S&P's move came, somewhat surprisingly, after Frank's revealed its intention to close 33 company-owned and nine leased stores in 11 states that its management had deemed were unproductive. "If we were a public company, Wall Street would be applauding what we did," Szopinski said.

Going public, in fact, is in Frank's Nursery's plans, so it is critical for Frank's to validate its financial health. A key component in those plans will be a more aggressive prototype store format rollout that Szopinski believes will be less expensive -- and therefore more profitable -- to operate.

A higher standard

The Troy, Mich.-based Frank's currently operates 263 stores in 15 states. (The closings will occur after the Christmas selling season.) A typical outlet is an 18,500-square-foot box with a 17,000-square-foot outside selling area sitting on three acres. The prototype, though, takes the company to an entirely new merchandising and display level. The 23,000 square feet of inside selling area under higher ceilings and brighter lighting, with its kelly-green fixtures and wood-paneled checkouts, are a far cry from the dingy, casually-appointed stores that Frank's has been operating for half a century.
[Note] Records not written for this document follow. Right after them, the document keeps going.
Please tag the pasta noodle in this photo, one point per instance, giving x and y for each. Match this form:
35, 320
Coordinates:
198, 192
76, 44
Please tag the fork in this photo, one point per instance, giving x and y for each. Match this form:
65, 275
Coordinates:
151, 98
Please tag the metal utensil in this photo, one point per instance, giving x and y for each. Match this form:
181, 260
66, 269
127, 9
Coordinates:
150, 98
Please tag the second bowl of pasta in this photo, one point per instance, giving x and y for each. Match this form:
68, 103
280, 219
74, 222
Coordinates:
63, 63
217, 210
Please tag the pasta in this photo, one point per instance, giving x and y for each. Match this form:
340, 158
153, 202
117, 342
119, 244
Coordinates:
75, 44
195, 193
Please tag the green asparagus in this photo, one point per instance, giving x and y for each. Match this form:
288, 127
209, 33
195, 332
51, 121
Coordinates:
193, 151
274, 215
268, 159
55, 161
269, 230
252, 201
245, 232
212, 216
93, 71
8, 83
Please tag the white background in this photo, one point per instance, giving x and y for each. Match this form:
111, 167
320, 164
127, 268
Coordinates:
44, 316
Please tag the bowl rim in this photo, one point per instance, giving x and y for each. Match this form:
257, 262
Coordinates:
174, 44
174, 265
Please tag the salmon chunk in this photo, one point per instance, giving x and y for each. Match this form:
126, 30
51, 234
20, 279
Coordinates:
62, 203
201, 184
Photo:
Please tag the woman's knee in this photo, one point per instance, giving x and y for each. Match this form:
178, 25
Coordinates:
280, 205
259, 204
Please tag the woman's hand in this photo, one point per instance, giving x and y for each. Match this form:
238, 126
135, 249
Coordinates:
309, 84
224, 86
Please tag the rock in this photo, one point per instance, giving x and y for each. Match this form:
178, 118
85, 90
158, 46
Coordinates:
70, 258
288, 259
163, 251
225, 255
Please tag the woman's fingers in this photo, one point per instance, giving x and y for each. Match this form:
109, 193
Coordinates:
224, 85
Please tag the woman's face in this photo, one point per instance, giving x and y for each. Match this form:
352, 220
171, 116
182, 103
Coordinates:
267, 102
"When I came here three years ago, some stores hadn't been upgraded in more than 20 years," said Szopinski, who joined Frank's in December 1997, after spending 33 years with Toys "R" Us. "You'd see stuff laying all over the floors and the stores were a mess. I'm a neat freak, and I do not want to see any broken bags or junk anywhere. If I walk into a store and I see even a piece of paper on the floor, the store manager is going to have to explain to me why that is."

Szopinski's fastidiousness isn't just a personal quirk; he's convinced that Frank's problems stem from a lack of operational rigor that has manifested itself to customers in the appearance of its stores and its personnel. That's why Szopinski -- who once made his son, home from Harvard, remove an earring before entering his house -- instituted a dress code for all store associates. That's why, when showing an NHCN reporter around the East Windsor store, he became noticeably agitated when he saw some pebbles on the concrete path in the 32,000-squarefoot outdoor yard.
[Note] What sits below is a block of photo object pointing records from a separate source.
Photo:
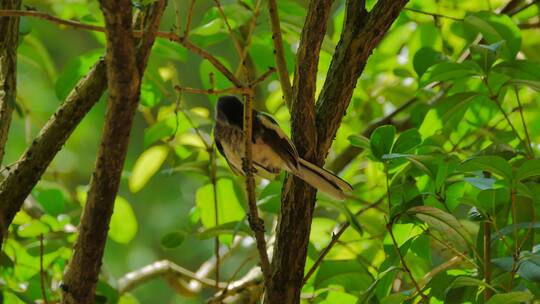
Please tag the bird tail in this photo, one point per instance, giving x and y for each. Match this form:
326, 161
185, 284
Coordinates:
322, 179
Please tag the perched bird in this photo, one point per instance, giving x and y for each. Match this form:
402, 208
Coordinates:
273, 151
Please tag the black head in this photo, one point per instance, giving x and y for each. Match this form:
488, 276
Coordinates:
230, 110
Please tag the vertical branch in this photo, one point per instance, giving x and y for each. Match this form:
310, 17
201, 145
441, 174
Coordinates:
33, 162
314, 130
9, 40
298, 198
124, 71
279, 53
527, 136
256, 223
42, 271
213, 180
487, 259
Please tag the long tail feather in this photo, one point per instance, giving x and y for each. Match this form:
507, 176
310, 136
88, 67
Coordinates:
322, 179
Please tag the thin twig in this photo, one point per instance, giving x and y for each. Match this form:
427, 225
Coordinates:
188, 19
256, 223
527, 137
334, 241
279, 53
249, 35
432, 14
234, 39
515, 255
137, 34
158, 269
494, 98
213, 180
240, 90
41, 270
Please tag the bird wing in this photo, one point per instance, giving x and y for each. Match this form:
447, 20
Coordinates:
275, 138
235, 170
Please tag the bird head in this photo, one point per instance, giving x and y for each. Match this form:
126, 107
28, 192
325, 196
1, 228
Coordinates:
230, 111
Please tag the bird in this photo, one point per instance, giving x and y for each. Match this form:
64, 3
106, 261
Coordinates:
272, 150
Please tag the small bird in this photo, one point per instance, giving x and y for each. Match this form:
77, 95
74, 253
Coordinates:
273, 151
Frank's currently has 12 prototype units in operation, with the Nov. 4 grand opening of its store in Lyndhurst, N.J. Szopinski estimated that Frank's is spending around $3.5 million to build new stores, and another $300,000 or so to stock them. (Szopinski said he is adamantly against retrofitting older outlets to the prototype, primarily because their size "is never right.") It has used the prototype to expand into new markets, like Pittsburgh and Richmond, Va.

S&P's evaluation of Frank's debt notwithstanding, Szopinski insists that the dealer has enough cash to proceed with its prototype rollout. Next year, it will open "more than" six stores, yet Szopinski was reluctant to provide specific numbers. He did say that Cypress Group -- an investment firm that acquired Frank's in 1997 -- wants to take the company public eventually so that it has access to enough capital "to be building 20 to 30 stores a year."

Cypress Group, by virtue of its partners' business histories, should have credibility with investors. Szopinski had been vp-operations for Toys "R" Us's international division, where he worked for Joseph Baczko, Frank's current chairman and CEO, whose background includes a stint as president and chief operating officer at Blockbuster, the video-store chain.

Yet, the Catch-22 Frank's finds itself in is that a public offering would be virtually impossible until it starts showing stronger financial results, which in large measure are dependent on its ability to open more prototype stores.

Szopinski said that he expects the prototype format to generate "a minimum" of $3 million in sales in a store's first full year. That would compare favorably to the $1.9 million per store that Frank's, as a chain, averaged in fiscal 1999. More important, the prototype is expected by Frank's management to be more profitable, primarily because it is designed to be more efficient in its operations.